By its terms the Government would take all the responsibility (hitherto shared with private capital) for developing the country's irrigable lands. Five million acres already have been reclaimed. New projects would reclaim an additional 50 million acres, which would be subject to Government supervision. For the elaborate new program of dam building, power development, soil study and land colonization. Aleman allotted the newly created Ministry of Hydraulic Resources a big chunk of the federal budget.
Modest, young (39) Adolfo Drive Alba, the new minister, seemed just the man for the job of spending it. A serious-minded crusader who specialized in hydraulic engineering at the University of Mexico and had thought of practically nothing else since, Orive Alba was a top example of the nonpolitical character of most of Aleman's new Cabinet.

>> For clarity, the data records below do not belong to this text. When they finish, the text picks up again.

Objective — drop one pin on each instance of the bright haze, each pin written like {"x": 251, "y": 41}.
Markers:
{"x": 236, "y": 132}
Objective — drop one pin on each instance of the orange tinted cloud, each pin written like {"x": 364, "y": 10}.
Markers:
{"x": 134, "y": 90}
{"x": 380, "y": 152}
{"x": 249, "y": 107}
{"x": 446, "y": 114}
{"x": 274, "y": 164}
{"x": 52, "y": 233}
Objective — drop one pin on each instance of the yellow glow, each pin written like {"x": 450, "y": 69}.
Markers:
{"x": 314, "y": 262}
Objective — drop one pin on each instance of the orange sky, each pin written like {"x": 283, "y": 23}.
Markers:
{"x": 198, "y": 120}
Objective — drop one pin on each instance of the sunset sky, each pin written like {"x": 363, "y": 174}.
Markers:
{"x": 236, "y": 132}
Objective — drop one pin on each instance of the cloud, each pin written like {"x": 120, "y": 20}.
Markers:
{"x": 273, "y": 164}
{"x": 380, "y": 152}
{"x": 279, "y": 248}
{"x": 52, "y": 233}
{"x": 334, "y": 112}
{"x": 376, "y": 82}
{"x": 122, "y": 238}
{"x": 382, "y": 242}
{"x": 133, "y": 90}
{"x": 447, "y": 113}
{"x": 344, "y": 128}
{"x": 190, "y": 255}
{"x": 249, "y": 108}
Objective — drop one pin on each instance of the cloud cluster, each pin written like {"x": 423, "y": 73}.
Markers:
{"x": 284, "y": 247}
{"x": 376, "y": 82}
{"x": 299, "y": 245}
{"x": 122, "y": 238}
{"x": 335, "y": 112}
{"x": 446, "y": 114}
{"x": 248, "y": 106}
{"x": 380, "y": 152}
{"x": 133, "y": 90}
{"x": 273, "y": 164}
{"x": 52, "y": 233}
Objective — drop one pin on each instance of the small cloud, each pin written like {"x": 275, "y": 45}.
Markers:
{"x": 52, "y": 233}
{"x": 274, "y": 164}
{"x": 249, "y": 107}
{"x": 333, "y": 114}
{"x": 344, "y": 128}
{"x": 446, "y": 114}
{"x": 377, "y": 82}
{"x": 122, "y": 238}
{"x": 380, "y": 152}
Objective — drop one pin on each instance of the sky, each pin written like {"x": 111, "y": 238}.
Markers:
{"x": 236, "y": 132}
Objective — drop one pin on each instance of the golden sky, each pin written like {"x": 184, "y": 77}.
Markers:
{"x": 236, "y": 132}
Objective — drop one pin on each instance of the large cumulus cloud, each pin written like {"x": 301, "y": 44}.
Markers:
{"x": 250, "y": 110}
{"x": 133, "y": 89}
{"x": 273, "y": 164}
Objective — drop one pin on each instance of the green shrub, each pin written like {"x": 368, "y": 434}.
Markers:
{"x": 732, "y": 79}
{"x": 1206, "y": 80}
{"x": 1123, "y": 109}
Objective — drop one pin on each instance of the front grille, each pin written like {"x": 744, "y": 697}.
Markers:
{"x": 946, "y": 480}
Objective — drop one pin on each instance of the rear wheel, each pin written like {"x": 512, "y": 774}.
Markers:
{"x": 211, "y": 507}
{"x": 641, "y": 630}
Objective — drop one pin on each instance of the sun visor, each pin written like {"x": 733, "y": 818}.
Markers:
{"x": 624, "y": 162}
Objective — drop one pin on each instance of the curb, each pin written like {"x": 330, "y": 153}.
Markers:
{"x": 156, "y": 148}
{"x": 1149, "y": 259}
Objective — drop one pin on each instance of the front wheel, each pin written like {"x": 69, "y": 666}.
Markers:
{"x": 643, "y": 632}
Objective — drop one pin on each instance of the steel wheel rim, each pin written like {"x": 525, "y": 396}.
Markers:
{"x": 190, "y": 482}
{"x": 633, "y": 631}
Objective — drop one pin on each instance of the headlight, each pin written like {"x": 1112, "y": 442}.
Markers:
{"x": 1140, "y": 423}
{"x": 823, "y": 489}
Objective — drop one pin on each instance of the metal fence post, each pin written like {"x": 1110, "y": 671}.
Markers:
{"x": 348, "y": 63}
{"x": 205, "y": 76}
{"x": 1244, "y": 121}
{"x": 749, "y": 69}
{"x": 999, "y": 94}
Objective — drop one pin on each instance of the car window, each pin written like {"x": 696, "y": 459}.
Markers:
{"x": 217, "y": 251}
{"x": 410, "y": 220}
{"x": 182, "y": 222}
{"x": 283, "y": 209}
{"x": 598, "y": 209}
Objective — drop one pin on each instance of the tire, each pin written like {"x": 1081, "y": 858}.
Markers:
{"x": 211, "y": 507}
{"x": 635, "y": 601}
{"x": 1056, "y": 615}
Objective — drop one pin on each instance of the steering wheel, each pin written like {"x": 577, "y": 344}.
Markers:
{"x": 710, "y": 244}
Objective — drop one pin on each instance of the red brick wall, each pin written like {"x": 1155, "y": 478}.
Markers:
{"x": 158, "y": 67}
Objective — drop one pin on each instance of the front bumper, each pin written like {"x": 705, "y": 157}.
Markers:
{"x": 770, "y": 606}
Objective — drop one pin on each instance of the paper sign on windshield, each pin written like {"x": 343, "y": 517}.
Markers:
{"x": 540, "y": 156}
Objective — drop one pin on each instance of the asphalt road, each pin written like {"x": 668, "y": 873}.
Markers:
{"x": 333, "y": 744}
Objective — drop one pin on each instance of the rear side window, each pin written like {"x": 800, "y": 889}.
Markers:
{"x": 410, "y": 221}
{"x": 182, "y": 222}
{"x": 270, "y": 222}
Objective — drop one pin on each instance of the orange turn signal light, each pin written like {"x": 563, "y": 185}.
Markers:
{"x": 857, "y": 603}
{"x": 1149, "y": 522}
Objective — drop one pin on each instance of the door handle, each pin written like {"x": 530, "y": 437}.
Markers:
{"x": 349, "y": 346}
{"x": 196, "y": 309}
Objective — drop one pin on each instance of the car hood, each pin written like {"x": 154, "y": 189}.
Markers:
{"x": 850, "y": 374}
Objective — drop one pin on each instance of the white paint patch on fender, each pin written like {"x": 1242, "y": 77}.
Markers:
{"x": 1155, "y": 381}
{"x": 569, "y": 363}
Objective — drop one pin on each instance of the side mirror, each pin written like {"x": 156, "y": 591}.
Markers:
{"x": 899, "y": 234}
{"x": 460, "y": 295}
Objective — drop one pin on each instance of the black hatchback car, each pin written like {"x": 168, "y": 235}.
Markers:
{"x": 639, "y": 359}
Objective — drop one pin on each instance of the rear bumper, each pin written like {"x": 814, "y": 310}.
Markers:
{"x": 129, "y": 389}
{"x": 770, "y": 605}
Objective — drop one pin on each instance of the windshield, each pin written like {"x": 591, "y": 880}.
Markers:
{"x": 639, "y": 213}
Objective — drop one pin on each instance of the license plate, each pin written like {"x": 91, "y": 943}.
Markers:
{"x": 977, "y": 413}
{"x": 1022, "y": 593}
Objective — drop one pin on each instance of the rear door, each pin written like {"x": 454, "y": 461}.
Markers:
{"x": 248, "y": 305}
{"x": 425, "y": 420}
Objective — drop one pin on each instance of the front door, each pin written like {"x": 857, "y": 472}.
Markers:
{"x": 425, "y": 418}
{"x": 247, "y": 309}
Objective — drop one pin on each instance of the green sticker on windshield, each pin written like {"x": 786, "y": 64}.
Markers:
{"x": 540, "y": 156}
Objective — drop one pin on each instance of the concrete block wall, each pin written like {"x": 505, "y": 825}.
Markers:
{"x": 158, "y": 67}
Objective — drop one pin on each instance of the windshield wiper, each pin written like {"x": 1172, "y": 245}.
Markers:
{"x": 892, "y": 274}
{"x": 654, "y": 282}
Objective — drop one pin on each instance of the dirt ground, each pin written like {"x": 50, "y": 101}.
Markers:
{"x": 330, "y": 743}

Because only 12% of Mexico's land will ever be fit for cultivation (though two-thirds of the people now try to live on the land), Orive Alba would be happy if Mexico succeeded only in growing enough to feed herself. But he also holds that opening up new lands will raise the rural standard of life. By providing hydroelectric power, the impressive new dams would also speed up industrialization, thus balancing the ratio of urban to rural population.
From Gulf to Gulf. This year three huge irrigation plants and half a dozen smaller projects have been completed. The "Lazaro Cardenas," fourth largest earthen dam in the world, held back the waters of the Nazas River ia September 1944, during the worst flood in 53 years, protected the cities of Torreon, Lerdo and Gomes Palacio in the plains of northern Mexico. This more than compensated for the $16 million the dam has cost to date. On the 280,000 acres it irrigates live 35,000 peasant families.
Some of the projects on Orive Alba's calendar are called Mexican TVAs. One will dam the picturesque Papaloapan River near Veracruz, another will use the waters of the Rio del Fuerte, near the Gulf of California, in northwest Mexico. A third project: a joint U.S.-Mexican scheme to use waters from the Rio Bravo (Rio Grande) to irrigate 500,000 acres on each side of the river and generate 200 million kilowatts for joint use. Of the three dams to be built, the first alone will cost more than $35,000,000, of which the U.S. will pay nearly $23,000,000.